Sun, Microsoft make Java license public (1997)
Boston (October 15, 1997) -- Microsoft Corp. and Sun Microsystems Inc. today posted their disputed Java licensing agreement on their respective Web sites (see sidebar below), where the technology giants also traded barbs in the latest round of their ongoing dispute.
Sun yesterday also filed an amended complaint to its lawsuit against Microsoft. Sun is seeking $35 million in damages for Microsoft's alleged illegal distribution of the Sun source code in the beta version of the Microsoft Software Development Kit for Java. The damage amount was specified in the licensing agreement in the event that Sun alleged a violation.
Sun contends that Microsoft's Internet Explorer browser and the development kit are not fully Java-compatible, which violates the licensing agreement signed in March 1996.
The original lawsuit was filed last week and alleges trademark infringement, false advertising, breach of contract, unfair competition, interference with prospective economic advantage and inducing breach of contract.
Microsoft's Web site suggests that Sun sought to keep the Java licensing agreement secret, while Microsoft wanted it to be made public.
"That's an absolute lie," said John Loiacono, director of marketing strategy and branding at Sun. Both companies agreed to keep the agreement confidential, so Sun filed it in court as a sealed document, he said. Since the lawsuit was filed, both companies agreed to make it public and specified today as the date for doing so, he said.
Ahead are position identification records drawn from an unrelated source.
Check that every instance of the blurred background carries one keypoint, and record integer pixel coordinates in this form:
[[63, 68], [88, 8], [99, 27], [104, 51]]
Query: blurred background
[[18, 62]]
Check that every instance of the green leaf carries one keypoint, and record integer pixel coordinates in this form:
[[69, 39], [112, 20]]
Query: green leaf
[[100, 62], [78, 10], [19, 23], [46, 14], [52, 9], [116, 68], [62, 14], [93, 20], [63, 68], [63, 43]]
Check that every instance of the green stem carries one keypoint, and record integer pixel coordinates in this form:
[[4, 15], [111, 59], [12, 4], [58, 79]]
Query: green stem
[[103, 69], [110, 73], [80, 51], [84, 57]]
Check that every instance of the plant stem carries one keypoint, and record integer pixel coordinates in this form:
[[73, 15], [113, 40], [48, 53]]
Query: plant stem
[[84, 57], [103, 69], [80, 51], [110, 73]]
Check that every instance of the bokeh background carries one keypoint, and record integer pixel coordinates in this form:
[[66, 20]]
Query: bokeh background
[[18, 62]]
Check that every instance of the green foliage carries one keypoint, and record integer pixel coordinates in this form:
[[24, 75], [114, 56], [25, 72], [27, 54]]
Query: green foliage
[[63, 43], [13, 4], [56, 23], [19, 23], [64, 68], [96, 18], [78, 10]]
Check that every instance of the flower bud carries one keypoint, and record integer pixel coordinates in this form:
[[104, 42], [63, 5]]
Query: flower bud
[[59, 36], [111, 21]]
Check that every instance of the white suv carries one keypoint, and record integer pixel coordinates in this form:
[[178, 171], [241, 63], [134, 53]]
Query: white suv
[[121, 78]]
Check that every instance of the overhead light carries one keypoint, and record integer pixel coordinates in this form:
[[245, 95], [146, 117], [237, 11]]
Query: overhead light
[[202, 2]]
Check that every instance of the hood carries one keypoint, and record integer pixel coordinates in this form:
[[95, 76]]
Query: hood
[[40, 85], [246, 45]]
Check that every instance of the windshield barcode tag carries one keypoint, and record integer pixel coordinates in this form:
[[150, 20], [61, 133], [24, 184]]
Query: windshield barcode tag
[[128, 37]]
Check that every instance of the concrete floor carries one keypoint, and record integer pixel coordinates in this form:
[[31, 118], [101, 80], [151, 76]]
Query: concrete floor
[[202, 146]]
Microsoft did not return a phone call seeking comment, but the Microsoft Web site says the company asked Sun to unseal the document. Sun, according to the Microsoft Web site, "selectively revealed and paraphrased parts of the agreement" in its lawsuit.
"Given that Sun has been attempting to argue the case in the court of public opinion, it was important to make sure that the entire contract was revealed, not just the individual sections that Sun has already disclosed," the Microsoft Web site says under a question-and-answer section regarding the licensing agreement.
The Sun Web site suggests that Netscape Navigator, a browser that has more marketshare than Internet Explorer 4.0, is "the best choice for end users who want to be sure they can always run Java."
The text of the amended complaint, the licensing agreement and other information about the ongoing dispute with Microsoft may be obtained on Sun's Web site at java.sun.com/announcement. Microsoft's statements regarding the dispute and a copy of the licensing agreement are also available on its Web site at www.microsoft.com/corpinfo/.